Do not accept, just because it is!

I hope that you are feeling great and that the new year has started out well for you. I have been reading a book about women (yes a Christmas gift) who played roles in changing the course of history and one has really made an impression on me.

As this has made such an impression on me I have decided to use someone else’s words to begin. I have taken this excerpt from a declaration whereby Obama proclaimed February 4, 2013, as the 100th Anniversary of the Birth of Rosa Parks.  Have a read of the first part of the speech:


On December 1, 1955, our Nation was forever transformed when an African-American seamstress in Montgomery, Alabama, refused to give up her seat on a city bus to a white passenger. Just wanting to get home after a long day at work, Rosa Parks may not have been planning to make history, but her defiance spurred a movement that advanced our journey toward justice and equality for all.

Though Rosa Parks was not the first to confront the injustice of segregation laws, her courageous act of civil disobedience sparked the Montgomery Bus Boycott — 381 days of peaceful protest when ordinary men, women, and children sent the extraordinary message that second-class citizenship was unacceptable. Rather than ride in the back of buses, families, and friends walked. Neighbourhoods and churches formed carpools. Their actions stirred the conscience of Americans of every background, and their resilience in the face of fierce violence and intimidation ultimately led to the desegregation of public transportation systems across our country.

Rosa Parks’ story did not end with the boycott she inspired. A lifelong champion of civil rights, she continued to give voice to the poor and the marginalised among us until her passing on October 24, 2005.”

That morning she went off to work, Rosa most likely did not think to herself “yes today I will change the world”, she was just one normal African American woman. However her one simple act of defiance would change the lives of generations, and not just for African Americans but women around the world.

It can be stated that if not for her actions that ordinary day in 1955, the events that occurred at noon on the 20th of January 2009 would not have happened. This was when the Presidency of Barack Obama began and he became the 44th President of the United States, making Obama the first African-American president of the United States. This was one of the events that were made possible when the quiet unassuming ‘black’ woman refused to sit at the back of a bus on her way home from a long and tiring day at work.

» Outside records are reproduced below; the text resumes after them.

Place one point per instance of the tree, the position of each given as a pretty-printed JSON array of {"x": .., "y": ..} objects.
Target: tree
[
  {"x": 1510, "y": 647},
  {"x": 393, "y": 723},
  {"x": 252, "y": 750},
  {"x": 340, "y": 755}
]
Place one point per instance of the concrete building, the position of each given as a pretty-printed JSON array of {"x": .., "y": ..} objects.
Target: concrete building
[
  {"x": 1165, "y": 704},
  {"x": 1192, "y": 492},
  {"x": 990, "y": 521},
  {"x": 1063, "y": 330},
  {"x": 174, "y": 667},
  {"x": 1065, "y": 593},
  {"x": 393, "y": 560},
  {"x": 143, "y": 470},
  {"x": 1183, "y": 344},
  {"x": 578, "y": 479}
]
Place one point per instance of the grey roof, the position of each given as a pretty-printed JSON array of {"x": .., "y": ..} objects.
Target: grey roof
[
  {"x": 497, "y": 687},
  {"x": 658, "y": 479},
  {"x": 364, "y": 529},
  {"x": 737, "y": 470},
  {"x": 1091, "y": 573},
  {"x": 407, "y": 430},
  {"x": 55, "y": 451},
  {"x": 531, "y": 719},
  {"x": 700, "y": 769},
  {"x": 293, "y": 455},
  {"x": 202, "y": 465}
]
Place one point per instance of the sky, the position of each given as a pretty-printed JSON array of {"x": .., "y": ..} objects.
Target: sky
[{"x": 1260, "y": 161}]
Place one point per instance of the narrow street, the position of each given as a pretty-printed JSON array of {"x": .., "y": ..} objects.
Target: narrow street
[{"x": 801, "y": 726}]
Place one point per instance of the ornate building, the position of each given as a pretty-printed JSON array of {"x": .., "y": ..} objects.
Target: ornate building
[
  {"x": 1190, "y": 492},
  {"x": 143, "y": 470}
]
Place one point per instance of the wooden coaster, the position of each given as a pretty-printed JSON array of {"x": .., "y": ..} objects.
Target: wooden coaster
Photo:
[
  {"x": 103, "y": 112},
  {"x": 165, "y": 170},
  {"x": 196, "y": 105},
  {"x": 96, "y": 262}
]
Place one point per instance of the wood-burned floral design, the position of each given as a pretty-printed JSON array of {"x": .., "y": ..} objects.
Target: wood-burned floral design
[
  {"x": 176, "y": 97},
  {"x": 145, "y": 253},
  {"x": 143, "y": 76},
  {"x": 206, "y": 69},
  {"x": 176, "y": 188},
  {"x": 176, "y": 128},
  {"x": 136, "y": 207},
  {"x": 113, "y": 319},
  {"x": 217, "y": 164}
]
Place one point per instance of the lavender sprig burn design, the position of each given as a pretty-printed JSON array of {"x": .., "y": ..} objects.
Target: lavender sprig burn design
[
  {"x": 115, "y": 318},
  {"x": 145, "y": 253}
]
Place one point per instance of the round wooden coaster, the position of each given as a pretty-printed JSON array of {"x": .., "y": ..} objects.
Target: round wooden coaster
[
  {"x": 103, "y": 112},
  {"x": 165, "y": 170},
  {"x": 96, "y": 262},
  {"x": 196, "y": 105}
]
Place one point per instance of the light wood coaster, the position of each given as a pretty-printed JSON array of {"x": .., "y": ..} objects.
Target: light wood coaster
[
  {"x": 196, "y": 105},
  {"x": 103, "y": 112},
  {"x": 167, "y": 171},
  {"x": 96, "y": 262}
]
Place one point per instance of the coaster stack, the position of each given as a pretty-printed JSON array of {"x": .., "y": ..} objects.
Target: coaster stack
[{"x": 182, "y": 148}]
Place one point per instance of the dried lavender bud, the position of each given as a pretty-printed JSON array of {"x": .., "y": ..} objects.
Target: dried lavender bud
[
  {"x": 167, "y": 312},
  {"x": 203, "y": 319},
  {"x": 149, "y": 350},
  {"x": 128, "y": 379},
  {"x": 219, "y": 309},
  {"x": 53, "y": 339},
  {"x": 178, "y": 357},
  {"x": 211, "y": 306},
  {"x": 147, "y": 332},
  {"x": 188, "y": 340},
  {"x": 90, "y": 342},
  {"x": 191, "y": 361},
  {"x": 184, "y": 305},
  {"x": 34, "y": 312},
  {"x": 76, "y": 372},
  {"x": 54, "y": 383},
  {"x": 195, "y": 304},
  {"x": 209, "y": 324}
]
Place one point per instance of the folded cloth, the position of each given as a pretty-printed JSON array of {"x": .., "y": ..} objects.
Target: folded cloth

During the past six months whilst I have been trying to find my place in the world, I have spent much of my time both listening and reading about the woes of individuals, communities, groups, and countries. What I have noticed is that many will pass the issue off with an “I don’t care”, “it’s not my problem”, or even worse ignore the injustice.

Well sorry, but it is your problem and you should care.

Parents. We teach our children that nothing is their fault. In trouble at school because they do not listen; sit still; punch another student; do not do their school work, yes the list is endless, but it is the fault of the teacher; the system; the kid they punched. We blame anyone but ourselves or our child. Do not start yelling that I do not know what I am talking about, but rather take an honest look at yourself…if you are one of these parents then STOP and teach your child to accept that every action has consequences. These can be either good or bad but YOU must accept responsibility for the choices you make. Demonstrate by example and show your child that everything you do as a result and let them witness mistakes getting fixed up. After all, that is your job to teach them how to live in the world.

Governments. Individuals who promise us the world, if we extend them the authority to run OUR nation. We have the right to expect honesty, loyalty and a decent way of life. Do they deliver? NO! In return for our show of good faith, we are repaid by lies, treachery, cover-ups and back-room dealings. It is time for the politicians to accept responsibility for their actions. They should lead by example.  We expect a world where we can raise the next generation to believe the anything is possible. We should no longer tolerate our country being led by incompetent legislators, ask those citizens of America and the same is happening here in Australia.

I often hear stated “but I am just one person, what difference can I make”? History has shown us that it is the ‘one’ person who does in fact change history.

The fact an African American can make a proclamation acknowledging the actions taken by a 42-year-old seamstress in 1955; and that he does so as the President of America, shows that one person can make a difference.

Peter Lalor led the Eureka rebellion, this event is credited as the key incident in the advances to the Australian democracy and identity. It can be stated that the actions of one man allowed for ‘Australian democracy to be born at Eureka’.

Eddie Koiki Mabo was an Aboriginal Australian man known for his role in campaigning for Indigenous land rights and the role he played in a landmark decision of the High Court of Australia, which overturned the legal doctrine of terra nullius (“land belonging to nothing, no one”) which had and was Australian law with regards to land and title after English settlement. Similar to Rosa Parks the contributions made by Eddie Mabo have been acknowledged with Mabo Day which occurs annually on 3 June.

So next time you get riled up by something, do not yell at the television, or the kids or even your workmates. Work out a plan of action and follow though…you may well be the world’s next Rosa Parks, Peter Lalor or Eddie Mabo.